All schools in Nigeria’s Yobe state closed after suicide bombing

Children in conflicts, Safe schools

All primary and secondary schools in Nigeria's Yobe state have been closed in the wake of the suicide bombing that killed at least 47 students and teachers.

The shutdown was announced with immediate effect yesterday – the day after the horrific attack on the Government Comprehensive Senior Science Secondary School in Potiskum. Seventy-nine people were also injured after the bomber walked into the school dressed as a student. 

All schools in Potiskum and the surrounding area were shut down after the November 10 attack. That was later extended to all of Yobe state, which is in northeastern Nigeria.

State education commissioner Alhaji Muhammad Lamin said: “All public and private primary and secondary schools in the state have been closed with immediate effect.

“The decision to close the schools was to enable government to adopt more security measures to guarantee the safety of students, teachers and the school environment.”

A teacher at the Potiskum school has told how the bomber was dropped off at the school gate wearing white shirt and black trousers – the dress code for students – and was carrying a bag over his shoulder.

The unnamed teacher told the Nigerian newspaper Leadership: “He was immediately spotted by one of the duty teachers who noticed his odd appearance amongst other students, by carrying a bag to the assembly ground, even though the school is a boarding school.”

The source said the bomber stayed silent after being asked why he had a bag.
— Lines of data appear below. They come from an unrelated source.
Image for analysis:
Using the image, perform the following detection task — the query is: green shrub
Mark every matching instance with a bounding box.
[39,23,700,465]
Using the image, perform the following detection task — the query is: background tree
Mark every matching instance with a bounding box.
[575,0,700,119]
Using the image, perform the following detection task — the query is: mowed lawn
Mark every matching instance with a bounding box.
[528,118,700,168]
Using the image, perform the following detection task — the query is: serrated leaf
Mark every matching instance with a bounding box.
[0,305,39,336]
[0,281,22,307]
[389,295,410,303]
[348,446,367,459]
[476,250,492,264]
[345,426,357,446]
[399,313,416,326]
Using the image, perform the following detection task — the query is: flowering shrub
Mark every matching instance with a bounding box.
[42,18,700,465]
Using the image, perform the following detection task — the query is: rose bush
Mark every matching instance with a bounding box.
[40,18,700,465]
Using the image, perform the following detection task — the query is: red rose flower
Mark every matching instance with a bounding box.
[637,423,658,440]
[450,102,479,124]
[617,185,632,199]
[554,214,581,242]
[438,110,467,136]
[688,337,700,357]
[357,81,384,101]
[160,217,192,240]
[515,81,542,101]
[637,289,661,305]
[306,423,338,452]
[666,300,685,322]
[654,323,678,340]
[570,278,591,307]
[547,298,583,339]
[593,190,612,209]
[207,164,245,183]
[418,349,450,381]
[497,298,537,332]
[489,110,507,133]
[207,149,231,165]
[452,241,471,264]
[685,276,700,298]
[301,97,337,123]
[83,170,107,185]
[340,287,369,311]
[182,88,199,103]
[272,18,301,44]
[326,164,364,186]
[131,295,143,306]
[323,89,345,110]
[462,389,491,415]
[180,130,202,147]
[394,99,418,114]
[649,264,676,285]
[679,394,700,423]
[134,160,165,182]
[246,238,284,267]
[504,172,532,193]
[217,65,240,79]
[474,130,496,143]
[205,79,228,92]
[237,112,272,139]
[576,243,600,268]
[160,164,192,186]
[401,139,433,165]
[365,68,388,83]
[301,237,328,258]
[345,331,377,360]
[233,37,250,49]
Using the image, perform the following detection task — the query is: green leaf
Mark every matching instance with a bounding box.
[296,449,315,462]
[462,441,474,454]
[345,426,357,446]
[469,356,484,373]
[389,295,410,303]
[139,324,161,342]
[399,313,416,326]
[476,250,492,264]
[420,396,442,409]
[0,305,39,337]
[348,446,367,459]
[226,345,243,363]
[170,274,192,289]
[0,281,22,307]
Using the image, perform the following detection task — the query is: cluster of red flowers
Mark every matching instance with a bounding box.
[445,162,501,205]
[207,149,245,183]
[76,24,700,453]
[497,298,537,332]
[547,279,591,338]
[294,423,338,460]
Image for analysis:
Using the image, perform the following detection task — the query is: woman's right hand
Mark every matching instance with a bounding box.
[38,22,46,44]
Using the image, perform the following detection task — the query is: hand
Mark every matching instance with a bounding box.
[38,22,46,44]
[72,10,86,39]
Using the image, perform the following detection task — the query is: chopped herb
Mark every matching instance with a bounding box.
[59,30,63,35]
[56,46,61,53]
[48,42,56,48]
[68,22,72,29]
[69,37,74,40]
The teacher and some senior prefects were unhappy with the stranger's behaviour and forced him to kneel.

They added: “It was during the process of asking him to observe the punishment of kneeling down that the explosive in the bag went off and unfortunately killed many of the students, including the teacher who had inched closer to the scene to see what was happening.”

The attack is believed to have been carried out by Boko Haram, which has targeted schools during its five-year campaign to establish an Islamic state.

Last week the group denied a truce had been reached to free more than 200 girls abducted from the town of Chibok in April.

The Potiskum attack came just after the Nigerian government said the first 2400 students had been enrolled in the country's Safe Schools Initiative.